Zelensky : Beaucoup de questions. Commençons par le début.

Vance : Bien sûr.

Zelensky : Tout d’abord, pendant la guerre, tout le monde a des problèmes, même vous. Mais vous avez un bel océan [entre les USA et l’Europe, allusion à une phrase de Trump, NdT] et vous ne le ressentez pas maintenant, mais vous le ressentirez à l’avenir.

Trump : Vous n’en savez rien.

Zelensky : Dieu vous bénisse, vous n’aurez pas de guerre.

Trump : Ne nous dites pas ce que nous allons ressentir. Nous essayons de résoudre un problème. Ne nous dites pas ce que nous allons ressentir.

Zelensky : Je ne vous le dis pas.

Trump : Parce que vous n’êtes pas en position de le dicter. Rappelez-vous ceci : vous n’êtes pas en position de dicter ce que nous allons ressentir. Nous allons nous sentir très bien.

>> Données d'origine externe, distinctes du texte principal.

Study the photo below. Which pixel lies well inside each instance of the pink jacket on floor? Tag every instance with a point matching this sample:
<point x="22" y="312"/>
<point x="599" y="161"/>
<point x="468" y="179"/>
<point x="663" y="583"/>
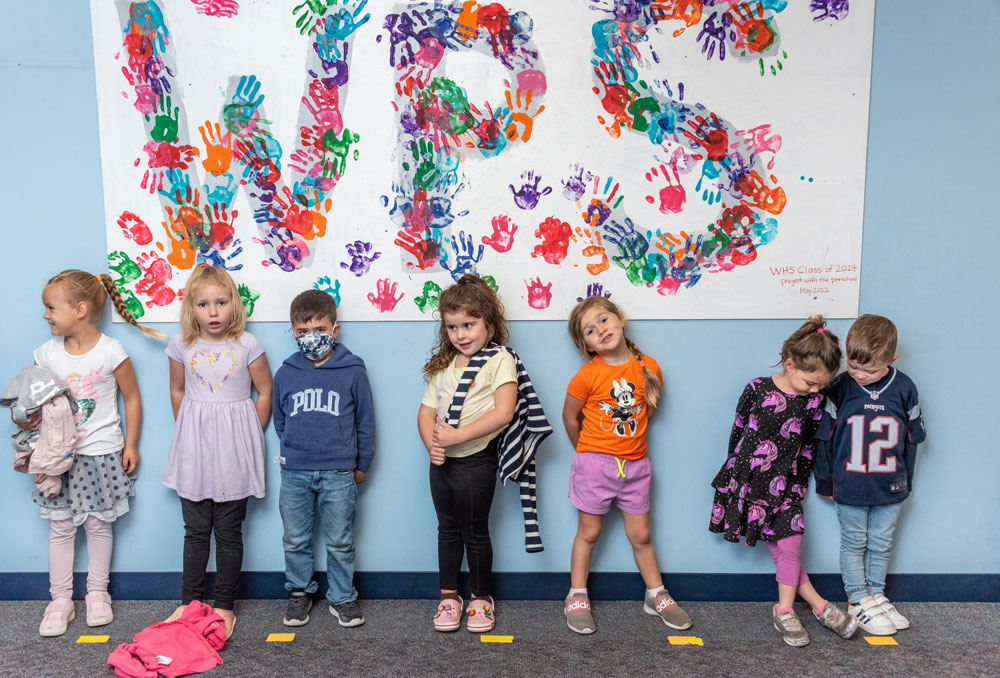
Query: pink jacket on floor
<point x="188" y="644"/>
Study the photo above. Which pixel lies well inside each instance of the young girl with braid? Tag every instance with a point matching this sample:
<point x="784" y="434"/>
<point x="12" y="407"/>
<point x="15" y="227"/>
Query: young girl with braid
<point x="96" y="490"/>
<point x="761" y="486"/>
<point x="615" y="393"/>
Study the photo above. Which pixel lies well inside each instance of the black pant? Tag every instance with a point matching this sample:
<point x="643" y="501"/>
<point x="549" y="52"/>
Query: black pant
<point x="201" y="518"/>
<point x="462" y="490"/>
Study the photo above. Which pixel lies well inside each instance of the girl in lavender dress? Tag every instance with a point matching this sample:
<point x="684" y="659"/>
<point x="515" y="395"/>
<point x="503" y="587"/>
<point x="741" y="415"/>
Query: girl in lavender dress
<point x="216" y="459"/>
<point x="760" y="489"/>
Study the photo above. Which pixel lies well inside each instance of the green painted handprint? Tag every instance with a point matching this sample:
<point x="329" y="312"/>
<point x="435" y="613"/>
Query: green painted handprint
<point x="247" y="298"/>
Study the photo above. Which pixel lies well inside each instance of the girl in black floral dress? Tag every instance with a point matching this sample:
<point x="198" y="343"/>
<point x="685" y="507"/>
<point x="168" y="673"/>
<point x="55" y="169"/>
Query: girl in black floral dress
<point x="760" y="488"/>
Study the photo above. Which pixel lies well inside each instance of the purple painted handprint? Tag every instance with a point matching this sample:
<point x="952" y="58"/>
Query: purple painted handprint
<point x="596" y="290"/>
<point x="528" y="195"/>
<point x="575" y="186"/>
<point x="362" y="257"/>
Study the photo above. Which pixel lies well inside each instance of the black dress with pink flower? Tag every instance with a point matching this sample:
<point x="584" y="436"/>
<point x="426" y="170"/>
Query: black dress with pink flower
<point x="759" y="490"/>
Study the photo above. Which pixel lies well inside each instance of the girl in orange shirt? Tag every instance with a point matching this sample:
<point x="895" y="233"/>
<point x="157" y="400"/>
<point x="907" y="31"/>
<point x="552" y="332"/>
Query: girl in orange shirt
<point x="608" y="404"/>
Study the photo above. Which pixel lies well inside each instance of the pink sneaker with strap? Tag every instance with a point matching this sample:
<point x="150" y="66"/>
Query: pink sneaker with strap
<point x="449" y="615"/>
<point x="481" y="615"/>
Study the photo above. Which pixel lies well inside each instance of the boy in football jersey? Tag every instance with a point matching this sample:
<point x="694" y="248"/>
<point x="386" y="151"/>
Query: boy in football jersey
<point x="865" y="461"/>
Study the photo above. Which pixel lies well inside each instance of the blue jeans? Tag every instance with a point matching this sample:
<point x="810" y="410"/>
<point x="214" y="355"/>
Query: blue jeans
<point x="333" y="496"/>
<point x="865" y="547"/>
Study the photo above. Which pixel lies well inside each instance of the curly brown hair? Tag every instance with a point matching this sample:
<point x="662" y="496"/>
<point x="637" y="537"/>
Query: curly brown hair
<point x="812" y="347"/>
<point x="94" y="290"/>
<point x="472" y="296"/>
<point x="651" y="382"/>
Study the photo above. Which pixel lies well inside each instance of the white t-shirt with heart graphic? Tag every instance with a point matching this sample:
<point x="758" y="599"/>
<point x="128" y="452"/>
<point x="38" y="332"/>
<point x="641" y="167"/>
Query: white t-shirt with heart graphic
<point x="91" y="377"/>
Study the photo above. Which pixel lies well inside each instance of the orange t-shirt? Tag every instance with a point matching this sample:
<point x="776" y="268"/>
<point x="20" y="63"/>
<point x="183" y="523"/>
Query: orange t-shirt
<point x="614" y="406"/>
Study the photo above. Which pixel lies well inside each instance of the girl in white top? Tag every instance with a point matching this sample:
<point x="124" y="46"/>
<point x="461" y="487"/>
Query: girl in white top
<point x="97" y="488"/>
<point x="464" y="459"/>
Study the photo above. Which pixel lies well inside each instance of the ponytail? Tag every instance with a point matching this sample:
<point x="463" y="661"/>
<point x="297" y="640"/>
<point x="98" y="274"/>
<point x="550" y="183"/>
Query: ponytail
<point x="813" y="346"/>
<point x="122" y="308"/>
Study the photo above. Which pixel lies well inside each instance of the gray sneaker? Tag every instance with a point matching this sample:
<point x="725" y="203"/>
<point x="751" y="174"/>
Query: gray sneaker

Zelensky : Vous ressentirez l’influence. Je vous le dis.

Trump : Nous allons nous sentir très bien et très forts.

Zelensky : Vous ressentirez l’influence.

Trump : Vous n’êtes pas en très bonne position en ce moment.

Trump : Vous vous êtes mis dans une très mauvaise position. Et il a raison à ce sujet. Vous n’êtes pas en bonne position. Vous n’avez pas les cartes en ce moment. Avec nous, vous commencez à avoir des cartes.

Zelensky : Je ne joue pas aux cartes. Je suis très sérieux, Monsieur le Président. Je suis très sérieux. Je suis le président en guerre...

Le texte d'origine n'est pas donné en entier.